I'm still early in development and I would love to build this into an actual product that can be integrated into existing DAWs or even turn it into a musical framework itself for AR and VR experiences.
If you're interested in working on it or if you simply want to know more, feel free to contact me.
This is only useful if you actually do something with the extra dimensions, e.g. lifting with a kernel. Duplicating the exact same data into more dimensions is not helpful
Moreover, music and dancing are two sides of the same coin and in styles such as hip hop and popping you have 'beat-killers'[0] who basically represent music through their motion.
If you build an appropriate spatial language, you can compose music from dancing or you can build a form of generalized dancing. I've explored this concept artistically[1],[2] and I'm currently working on formalizing it and making it computational.
[0] https://www.youtube.com/watch?v=IeNn4XG0QHo [1]https://imgur.com/gallery/pfrvIot [2]https://imgur.com/gallery/MoDVr6v
I personally have problems saying two different letters differently, and I just recorded myself trying to say both letters. Sure enough, there is very little difference in the way they are both displayed. I will ask other people to say this letters, and see if I can spot the difference. Then I should be able to play around with differing lip, mouth, tongue, and larynx positions to see how close I can come.
Any tips for highlighting subtle differences in specific places would be appreciated!
However I don't know if I have the time to do it, as there are so many concepts I'm trying to channel through code. Hopefully as I build more computational tools I will increase my bandwidth.
Providing visual tools for phonetic assistance is definitely something I've had in mind for a while and solving the dataset building problem should solve that along the way.
As of now, you can: 1) set the amount_sphere_tube slider to 1 2) decrease the playback_rate to 0.1(in the GUI on the right) 3) on the media controller, go to options(the naming might vary depending on the browser) and set the playback rate to normal or x1. This should give you maximal temporal resolution.
One way features can be further highlighted by generating embeddings from magenta ddsp[0]. Speech sounds are fairly complex though so I don't know how models built on music data would generalize to them. I think tech to do is is there, but for the time being it seems to be scattered around fairly siloed fields. I also tried to use live voice recordings but there are latency issues with the subset of the Web Audio API I'm currently using. However there definitely is value in having a live, spatial feedback of pronunciation.

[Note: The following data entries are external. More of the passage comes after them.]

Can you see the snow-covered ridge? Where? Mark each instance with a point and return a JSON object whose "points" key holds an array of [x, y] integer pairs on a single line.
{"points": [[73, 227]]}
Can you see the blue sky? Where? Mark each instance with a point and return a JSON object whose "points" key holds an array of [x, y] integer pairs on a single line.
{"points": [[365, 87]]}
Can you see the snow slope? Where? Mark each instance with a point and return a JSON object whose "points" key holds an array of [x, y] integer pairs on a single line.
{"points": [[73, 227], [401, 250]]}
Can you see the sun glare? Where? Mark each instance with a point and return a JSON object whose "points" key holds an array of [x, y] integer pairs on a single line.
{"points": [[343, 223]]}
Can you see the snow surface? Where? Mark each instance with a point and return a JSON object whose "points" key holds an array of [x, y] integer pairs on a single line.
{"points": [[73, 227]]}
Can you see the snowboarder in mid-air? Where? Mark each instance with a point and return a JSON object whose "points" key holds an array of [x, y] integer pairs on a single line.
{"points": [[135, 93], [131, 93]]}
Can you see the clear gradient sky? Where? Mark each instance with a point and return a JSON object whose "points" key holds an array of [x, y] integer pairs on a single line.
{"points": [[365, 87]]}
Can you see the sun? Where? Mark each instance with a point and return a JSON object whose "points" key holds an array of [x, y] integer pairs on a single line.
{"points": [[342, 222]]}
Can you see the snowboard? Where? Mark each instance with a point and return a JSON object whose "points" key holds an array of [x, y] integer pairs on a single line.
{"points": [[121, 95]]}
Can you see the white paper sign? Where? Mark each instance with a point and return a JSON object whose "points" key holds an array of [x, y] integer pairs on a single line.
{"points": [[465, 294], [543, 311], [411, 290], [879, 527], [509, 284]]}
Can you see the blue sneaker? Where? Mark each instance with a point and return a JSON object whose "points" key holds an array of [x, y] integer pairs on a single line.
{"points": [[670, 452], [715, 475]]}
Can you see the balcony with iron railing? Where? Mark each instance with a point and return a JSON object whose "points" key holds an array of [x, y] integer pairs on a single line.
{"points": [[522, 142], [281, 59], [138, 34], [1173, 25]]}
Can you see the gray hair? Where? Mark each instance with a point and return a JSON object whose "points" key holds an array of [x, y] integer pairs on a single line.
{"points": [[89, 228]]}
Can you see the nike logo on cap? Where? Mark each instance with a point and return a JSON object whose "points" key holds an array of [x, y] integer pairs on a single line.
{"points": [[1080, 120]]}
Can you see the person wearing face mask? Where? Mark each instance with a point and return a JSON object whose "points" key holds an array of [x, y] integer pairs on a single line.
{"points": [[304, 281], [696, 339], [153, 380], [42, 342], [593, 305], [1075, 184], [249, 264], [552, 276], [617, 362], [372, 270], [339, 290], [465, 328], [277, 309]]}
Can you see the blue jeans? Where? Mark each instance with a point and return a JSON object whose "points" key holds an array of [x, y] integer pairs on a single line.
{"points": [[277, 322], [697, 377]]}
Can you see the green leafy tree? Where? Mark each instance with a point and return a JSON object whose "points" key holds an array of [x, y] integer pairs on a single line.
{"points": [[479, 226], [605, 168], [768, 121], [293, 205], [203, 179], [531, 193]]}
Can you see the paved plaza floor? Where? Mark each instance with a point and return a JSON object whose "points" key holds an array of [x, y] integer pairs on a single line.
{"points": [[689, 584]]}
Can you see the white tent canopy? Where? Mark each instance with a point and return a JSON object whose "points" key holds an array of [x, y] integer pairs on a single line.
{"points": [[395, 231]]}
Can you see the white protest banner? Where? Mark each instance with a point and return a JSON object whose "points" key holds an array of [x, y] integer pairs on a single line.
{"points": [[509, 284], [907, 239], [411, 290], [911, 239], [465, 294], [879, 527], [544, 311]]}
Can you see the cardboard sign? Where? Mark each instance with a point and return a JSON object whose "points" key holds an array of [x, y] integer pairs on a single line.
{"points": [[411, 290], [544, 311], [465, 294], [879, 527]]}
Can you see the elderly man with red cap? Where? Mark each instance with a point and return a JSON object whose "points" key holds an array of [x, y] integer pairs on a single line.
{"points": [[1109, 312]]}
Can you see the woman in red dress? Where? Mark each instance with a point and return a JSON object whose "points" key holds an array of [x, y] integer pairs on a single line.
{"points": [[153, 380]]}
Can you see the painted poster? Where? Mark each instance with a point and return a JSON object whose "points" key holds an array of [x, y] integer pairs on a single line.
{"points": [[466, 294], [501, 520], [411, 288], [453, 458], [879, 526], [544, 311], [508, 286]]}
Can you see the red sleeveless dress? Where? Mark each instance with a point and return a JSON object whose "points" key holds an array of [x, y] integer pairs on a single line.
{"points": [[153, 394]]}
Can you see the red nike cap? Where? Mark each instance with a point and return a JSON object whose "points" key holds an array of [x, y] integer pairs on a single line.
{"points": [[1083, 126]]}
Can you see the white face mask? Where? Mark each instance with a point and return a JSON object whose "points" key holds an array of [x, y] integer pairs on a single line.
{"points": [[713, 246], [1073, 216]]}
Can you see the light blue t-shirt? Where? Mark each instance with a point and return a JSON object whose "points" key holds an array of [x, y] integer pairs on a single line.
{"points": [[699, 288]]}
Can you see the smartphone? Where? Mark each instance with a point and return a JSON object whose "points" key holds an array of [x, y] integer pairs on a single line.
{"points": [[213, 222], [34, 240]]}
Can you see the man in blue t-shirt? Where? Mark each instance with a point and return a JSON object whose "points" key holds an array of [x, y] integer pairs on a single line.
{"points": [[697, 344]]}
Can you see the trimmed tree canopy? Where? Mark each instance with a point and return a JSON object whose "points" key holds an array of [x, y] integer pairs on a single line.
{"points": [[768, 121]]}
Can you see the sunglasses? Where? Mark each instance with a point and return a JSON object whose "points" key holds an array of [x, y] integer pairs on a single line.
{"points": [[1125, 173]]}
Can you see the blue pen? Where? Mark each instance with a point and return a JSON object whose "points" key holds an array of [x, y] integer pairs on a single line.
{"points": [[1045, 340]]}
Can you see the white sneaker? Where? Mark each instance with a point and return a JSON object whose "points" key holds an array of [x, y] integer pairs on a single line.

[0]https://github.com/magenta/magenta-js/tree/master/music#ddsp
Jot my email address down anyway, and if you ever get around to working on those speech tools I'll be thrilled to help.
Try loading smaller samples or audio snippets.
I got two different tracks to work, and it's clear that one was a lot harder to process than the other. It took noticeably more time on the second one, to start and the CPU utilization was higher as well. They were both instrumental tracks in the same format and around the same length. The one simpler to process was the instrumental of Britney Spear's Baby One More Time. The harder one was Porter Robinson's Divinity.
Neither audio had an effect similar to the one from the demo video, but were interesting regardless. They both looked like how I imagine sound waves echo and bounce around if contained in a cube shape.
I appreciate the notebook writeup where you described the goals because the visualization wasn't inherently intuitive with the sound. I chose much more complex tones than your demo. I imagine the feature extraction is much easier on isolated sounds. This reminds me a lot of project milkdrop and so I was expecting it to be closer to that but in 3d. That was probably a misunderstanding on my part of the goals for this.
I think exposing more parameters about how features get mapped and scaled would be really helpful in making it feel more intuitive. Zooming the cube in and out is nice but didn't seem to help convey more information with the tracks I chose. If anything it got in the way because on my computer the zoom sensitivity was very very high.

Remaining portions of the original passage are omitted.